Communist China to "Bailout" Cartel Capitalism in West?
Howard Beale
Communist China, with all of its resources gained through slave labor and favorable trade agreements, has announced that it will bailout debt-weakened European nations with its vast foreign investment fund.
On the ground, China appears to have a very capitalistic system of production and consumerism. However, at the political level, the essentially single-party state can move very quickly when seeking foreign investments. In other words, there is very little bureaucratic wrangling in decision making.
They seem to have a form of dictatorial anti-competition capitalism. Based on its success in consolidating wealth and power globally, it appears to be the perfect fusion to the cartel-run capitalism in the West -- which it now seeks to prop up, or set up -- in Economic Hitman fashion.
In reality, it is all the same money, the same owners, and the same scheme. The international cartels have gone into partnership with China for resource management, international trade, currency management and global banking.
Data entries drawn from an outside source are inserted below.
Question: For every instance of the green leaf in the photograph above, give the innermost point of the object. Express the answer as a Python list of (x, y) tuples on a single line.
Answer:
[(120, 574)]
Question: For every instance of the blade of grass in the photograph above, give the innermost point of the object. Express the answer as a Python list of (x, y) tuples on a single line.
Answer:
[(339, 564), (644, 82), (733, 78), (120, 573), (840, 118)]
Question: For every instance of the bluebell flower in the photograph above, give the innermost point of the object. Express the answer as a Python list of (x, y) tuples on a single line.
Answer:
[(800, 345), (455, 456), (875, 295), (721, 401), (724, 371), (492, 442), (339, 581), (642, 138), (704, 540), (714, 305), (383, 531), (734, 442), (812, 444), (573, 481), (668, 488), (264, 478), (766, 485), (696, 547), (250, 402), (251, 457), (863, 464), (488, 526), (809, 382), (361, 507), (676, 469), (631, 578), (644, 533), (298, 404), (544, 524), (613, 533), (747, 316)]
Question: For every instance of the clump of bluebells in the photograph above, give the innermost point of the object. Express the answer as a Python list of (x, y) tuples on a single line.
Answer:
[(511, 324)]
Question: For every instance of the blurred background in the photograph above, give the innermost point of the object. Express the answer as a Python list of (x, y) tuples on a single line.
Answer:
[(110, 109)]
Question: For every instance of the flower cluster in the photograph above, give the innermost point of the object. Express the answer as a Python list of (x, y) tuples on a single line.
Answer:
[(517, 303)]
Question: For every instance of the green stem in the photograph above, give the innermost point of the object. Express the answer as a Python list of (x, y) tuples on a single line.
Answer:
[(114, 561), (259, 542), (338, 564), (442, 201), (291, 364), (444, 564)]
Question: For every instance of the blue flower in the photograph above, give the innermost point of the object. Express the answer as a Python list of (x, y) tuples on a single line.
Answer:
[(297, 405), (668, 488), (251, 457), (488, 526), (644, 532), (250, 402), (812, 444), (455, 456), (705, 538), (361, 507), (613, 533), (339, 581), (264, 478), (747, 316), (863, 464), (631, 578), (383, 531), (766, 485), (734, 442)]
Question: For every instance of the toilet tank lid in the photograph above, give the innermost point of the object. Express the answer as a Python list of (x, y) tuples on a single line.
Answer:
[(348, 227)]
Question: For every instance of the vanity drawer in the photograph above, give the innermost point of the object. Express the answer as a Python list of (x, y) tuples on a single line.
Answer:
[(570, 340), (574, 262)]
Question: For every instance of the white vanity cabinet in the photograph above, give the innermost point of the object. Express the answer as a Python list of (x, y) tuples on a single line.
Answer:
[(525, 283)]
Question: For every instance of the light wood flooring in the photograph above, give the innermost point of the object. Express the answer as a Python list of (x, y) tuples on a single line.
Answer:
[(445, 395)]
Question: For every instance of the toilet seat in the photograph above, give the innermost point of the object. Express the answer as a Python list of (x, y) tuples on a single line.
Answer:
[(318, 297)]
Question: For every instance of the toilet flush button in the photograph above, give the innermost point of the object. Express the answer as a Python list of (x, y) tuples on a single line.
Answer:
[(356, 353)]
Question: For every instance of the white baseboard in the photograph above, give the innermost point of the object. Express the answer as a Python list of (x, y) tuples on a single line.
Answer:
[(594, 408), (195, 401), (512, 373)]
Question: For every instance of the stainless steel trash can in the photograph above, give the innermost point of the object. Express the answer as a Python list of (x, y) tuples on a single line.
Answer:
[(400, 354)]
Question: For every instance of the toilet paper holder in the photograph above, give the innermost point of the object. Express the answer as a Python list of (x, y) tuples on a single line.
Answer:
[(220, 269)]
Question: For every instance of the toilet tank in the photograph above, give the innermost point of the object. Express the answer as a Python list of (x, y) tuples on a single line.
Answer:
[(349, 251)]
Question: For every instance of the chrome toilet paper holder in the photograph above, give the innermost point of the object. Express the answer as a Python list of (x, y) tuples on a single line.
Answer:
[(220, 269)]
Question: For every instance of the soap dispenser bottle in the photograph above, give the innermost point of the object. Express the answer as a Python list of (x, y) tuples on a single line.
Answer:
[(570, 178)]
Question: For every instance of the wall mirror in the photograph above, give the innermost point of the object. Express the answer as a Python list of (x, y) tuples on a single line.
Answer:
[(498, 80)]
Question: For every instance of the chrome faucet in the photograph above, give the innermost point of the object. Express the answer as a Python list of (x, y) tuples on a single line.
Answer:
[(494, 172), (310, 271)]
At the very least, their dependence upon each other has undoubtedly married their global interests.
The idea that China is a separate independent entity to be feared by Western governments seems to be manufactured to tap into the notion of patriotism when the time is appropriate to further artificially divide and conquer the sovereign populace.
The globalists deliberately shaped China's rise while maintaining that they are a not-so-friendly force to be reckoned with. And China, well known as a massive military power, is currently free from military hegemonic entanglements in resource-rich nations like Iraq and Afghanistan. Yet, they still find a way to acquire epic contracts for the resources in those countries and others where the West supposedly has military control.
When you strip out the labels of communism and capitalism, China looks an awful lot like a more obvious (or honest) American false two-party system that recently greased through thousands of pages of legislation in a so-called lame duck session. In both, the multinational corporations can move very quickly to consolidate global business.